Have you ever dreamed of owning a multi-family house? Perhaps you want a charming old Victorian in the center of town, where you could live in one unit and rent out the other one or two? Or perhaps a larger building, of 10 or 20 units for example, to run as a commercial rental property?
Each type of investment can be a dream come true…if you do your homework and make sound decisions. A Realtor who is experienced with multi-family purchases as well as rentals can help you to identify comparable homes or buildings, estimate the potential rent income, and determine a fair purchase price. Your goal should be to maximize your monthly cash flow while finding a house that works for you.
There are two proven ways to estimate the fair value of a rental property: Gross Rent Multiplier or GRM and Capitalization Rate or Cap Rate. We will introduce the concepts of each here, and your Realtor can help you through the detailed analysis.
Gross Rent Multiplier
When a residential property has 4 or fewer units, buyers typically use a Gross Rent Multiplier (GRM) to identify properties, and then use a CAP rate to get to brass tacks.
GRM = purchase price divided by the monthly rent income
GRM represents the number of months’ rent it would take to pay for the house if you were paying cash up front…the lower the GRM, the better. This is an oversimplification, of course, but GRM can help you determine which house out of several comparables might make sense for you to purchase, or what the target price would be for a potential purchase.
Let’s look at four 3-family houses in the same town; it’s important to select comparable properties that have SOLD in the past 6 months, not current list prices. These 4 homes all have 3 units, and the potential buyer intends to live in one of the units. She wants to estimate a fair purchase price for House E.

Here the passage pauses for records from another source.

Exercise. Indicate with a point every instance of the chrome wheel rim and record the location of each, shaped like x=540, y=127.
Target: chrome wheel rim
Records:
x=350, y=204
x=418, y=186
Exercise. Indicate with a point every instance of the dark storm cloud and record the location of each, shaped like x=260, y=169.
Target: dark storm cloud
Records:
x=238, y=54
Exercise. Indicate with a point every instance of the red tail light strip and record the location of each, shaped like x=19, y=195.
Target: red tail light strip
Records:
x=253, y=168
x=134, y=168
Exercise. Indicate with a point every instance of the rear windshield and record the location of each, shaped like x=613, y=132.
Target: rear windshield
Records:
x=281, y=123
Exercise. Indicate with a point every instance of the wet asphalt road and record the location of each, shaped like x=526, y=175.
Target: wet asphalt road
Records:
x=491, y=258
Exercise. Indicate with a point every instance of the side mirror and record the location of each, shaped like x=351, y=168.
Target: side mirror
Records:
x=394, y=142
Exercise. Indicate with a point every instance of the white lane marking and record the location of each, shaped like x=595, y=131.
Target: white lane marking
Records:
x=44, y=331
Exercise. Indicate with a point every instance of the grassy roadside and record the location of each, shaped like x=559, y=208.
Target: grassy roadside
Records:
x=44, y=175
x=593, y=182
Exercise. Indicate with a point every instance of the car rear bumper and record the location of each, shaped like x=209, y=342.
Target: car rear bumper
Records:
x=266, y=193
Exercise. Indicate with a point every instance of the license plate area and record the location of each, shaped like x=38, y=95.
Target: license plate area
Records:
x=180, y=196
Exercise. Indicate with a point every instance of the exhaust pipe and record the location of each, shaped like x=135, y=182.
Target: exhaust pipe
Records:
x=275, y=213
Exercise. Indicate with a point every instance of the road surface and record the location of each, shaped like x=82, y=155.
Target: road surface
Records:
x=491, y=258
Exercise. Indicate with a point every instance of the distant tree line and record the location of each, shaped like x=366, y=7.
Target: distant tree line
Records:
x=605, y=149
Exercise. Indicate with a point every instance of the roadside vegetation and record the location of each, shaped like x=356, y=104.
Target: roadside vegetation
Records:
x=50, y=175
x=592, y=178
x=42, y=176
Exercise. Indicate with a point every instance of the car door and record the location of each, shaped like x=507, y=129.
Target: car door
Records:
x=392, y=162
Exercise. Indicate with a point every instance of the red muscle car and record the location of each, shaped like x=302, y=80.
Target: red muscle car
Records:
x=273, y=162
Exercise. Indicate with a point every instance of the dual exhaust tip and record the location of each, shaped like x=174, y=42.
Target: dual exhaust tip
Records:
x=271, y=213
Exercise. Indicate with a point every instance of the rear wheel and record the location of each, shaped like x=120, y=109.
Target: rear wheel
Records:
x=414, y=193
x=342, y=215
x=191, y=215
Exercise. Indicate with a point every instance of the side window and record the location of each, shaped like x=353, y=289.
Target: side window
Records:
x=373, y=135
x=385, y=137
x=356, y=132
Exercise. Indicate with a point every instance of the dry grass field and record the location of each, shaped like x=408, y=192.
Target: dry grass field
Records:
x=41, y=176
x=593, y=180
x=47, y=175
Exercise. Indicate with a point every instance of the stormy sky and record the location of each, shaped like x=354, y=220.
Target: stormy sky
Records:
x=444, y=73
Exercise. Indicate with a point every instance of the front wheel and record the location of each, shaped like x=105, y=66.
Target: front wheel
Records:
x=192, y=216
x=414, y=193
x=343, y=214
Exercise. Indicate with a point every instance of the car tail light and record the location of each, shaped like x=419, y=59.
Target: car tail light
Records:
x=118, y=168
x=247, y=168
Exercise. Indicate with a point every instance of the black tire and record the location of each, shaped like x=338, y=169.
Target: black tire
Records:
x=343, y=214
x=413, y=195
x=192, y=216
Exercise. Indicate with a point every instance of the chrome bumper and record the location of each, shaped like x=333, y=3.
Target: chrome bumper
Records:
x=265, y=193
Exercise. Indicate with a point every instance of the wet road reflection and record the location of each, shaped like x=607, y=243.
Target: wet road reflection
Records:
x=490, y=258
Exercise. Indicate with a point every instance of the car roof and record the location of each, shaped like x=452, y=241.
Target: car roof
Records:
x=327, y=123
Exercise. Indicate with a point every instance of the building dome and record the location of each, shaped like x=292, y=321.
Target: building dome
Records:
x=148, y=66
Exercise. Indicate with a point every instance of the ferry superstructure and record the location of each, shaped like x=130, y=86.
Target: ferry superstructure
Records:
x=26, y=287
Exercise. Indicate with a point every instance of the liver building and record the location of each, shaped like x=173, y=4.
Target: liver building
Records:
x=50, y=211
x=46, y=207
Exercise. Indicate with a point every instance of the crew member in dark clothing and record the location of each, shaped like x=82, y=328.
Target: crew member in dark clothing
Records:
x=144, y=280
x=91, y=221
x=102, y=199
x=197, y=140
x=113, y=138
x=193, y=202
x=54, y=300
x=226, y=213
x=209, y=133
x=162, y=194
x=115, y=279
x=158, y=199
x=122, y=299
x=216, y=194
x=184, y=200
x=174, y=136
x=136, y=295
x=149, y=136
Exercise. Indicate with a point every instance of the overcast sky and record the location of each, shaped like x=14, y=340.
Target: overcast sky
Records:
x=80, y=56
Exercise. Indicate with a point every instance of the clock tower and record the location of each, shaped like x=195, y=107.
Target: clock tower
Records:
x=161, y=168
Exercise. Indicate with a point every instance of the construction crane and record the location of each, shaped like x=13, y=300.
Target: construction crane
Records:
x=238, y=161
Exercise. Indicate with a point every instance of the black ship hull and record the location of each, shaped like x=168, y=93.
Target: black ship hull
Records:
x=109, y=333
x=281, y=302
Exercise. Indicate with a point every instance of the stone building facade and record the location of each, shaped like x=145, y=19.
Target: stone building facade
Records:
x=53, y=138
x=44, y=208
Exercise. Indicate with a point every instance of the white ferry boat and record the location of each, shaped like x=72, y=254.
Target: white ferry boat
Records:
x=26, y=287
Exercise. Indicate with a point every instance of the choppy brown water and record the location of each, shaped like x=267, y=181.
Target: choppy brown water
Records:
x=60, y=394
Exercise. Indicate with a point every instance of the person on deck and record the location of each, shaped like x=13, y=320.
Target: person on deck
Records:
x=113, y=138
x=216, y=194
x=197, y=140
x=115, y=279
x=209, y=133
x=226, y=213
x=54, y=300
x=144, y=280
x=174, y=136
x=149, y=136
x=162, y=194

A key element in the GRM calculation is your estimate of monthly rent income. Here again, it is important to use actual RENTED unit data, not current list prices. Note that Houses C and D have the same layout of rooms and baths, but in House C the owner lives in a 2 bedroom unit while in House D the owner chose to live in a 1 bedroom unit. This choice significantly affected the rental income and the GRM for these two houses.
Once you calculate GRM for your 4 comparables, you take an average of the 4. This average GRM is used to estimate a price or value for House E. In this Table, the average GRM is 153.25.
We multiply this times the estimated monthly rent of $3200 and arrive at fair purchase price of $490,400,which you and your Realtor can use to guide your negotiations with the seller.
*Note* that GRM does not reflect any operating expense, property taxes, or management costs; to include those elements in your analysis you would want to calculate a Capitalization Rate (Cap Rate), which is an expression of Return on Investment for rental properties.
Capitalization Rate, CAP Rate or Simply CAP
When the rental property has 5 or more units, it is considered a commercial property. As a potential investor, you should compare the return on investment or ROI with the return you could get by investing in something else, such as the stock market. In commercial real estate, the most commonly used calculation for ROI is called the Capitalization Rate or Cap Rate.
CAP Rate = Net Operating Income divided by the Property Asset Value
For example, if you buy a rental property for $1,000,000 and generate an annual Net Operating Income of $100,000, then your Cap Rate would be 10%.
To arrive at Net Operating Income, you will need data on recent or projected Gross Rent Income and vacancy rate (to estimate your Net Income), as well as Operating Expenses such as property taxes, insurance, utilities, maintenance, management fees, etc.
Note that mortgage principal and interest are not considered operating expenses; they are debt service, and they get subtracted from NOI to determine Net Cash Flow. Your Realtor can help you build up this data from similar properties, and also help you to estimate the rents you could charge by making cosmetic improvements to the rental units.
Net Operating Income = Net Income – Operating Expenses In essence, your NOI is the cash generated by the property, which you would use to pay your mortgage, fund capital improvements, and give yourself some Net Cash Flow! Remember…Net Cash Flow is the most important calculation!
Net Cash Flow = NOI – Debt Service – Capital Improvements
To estimate a fair purchase price for a rental building, you would first estimate the Net Operating Income the building could generate and divide that by your target Cap Rate. For example, if a building could generate NOI of $85,000/year and you are looking for a Cap Rate of 10%, then your target purchase price would be $850,000.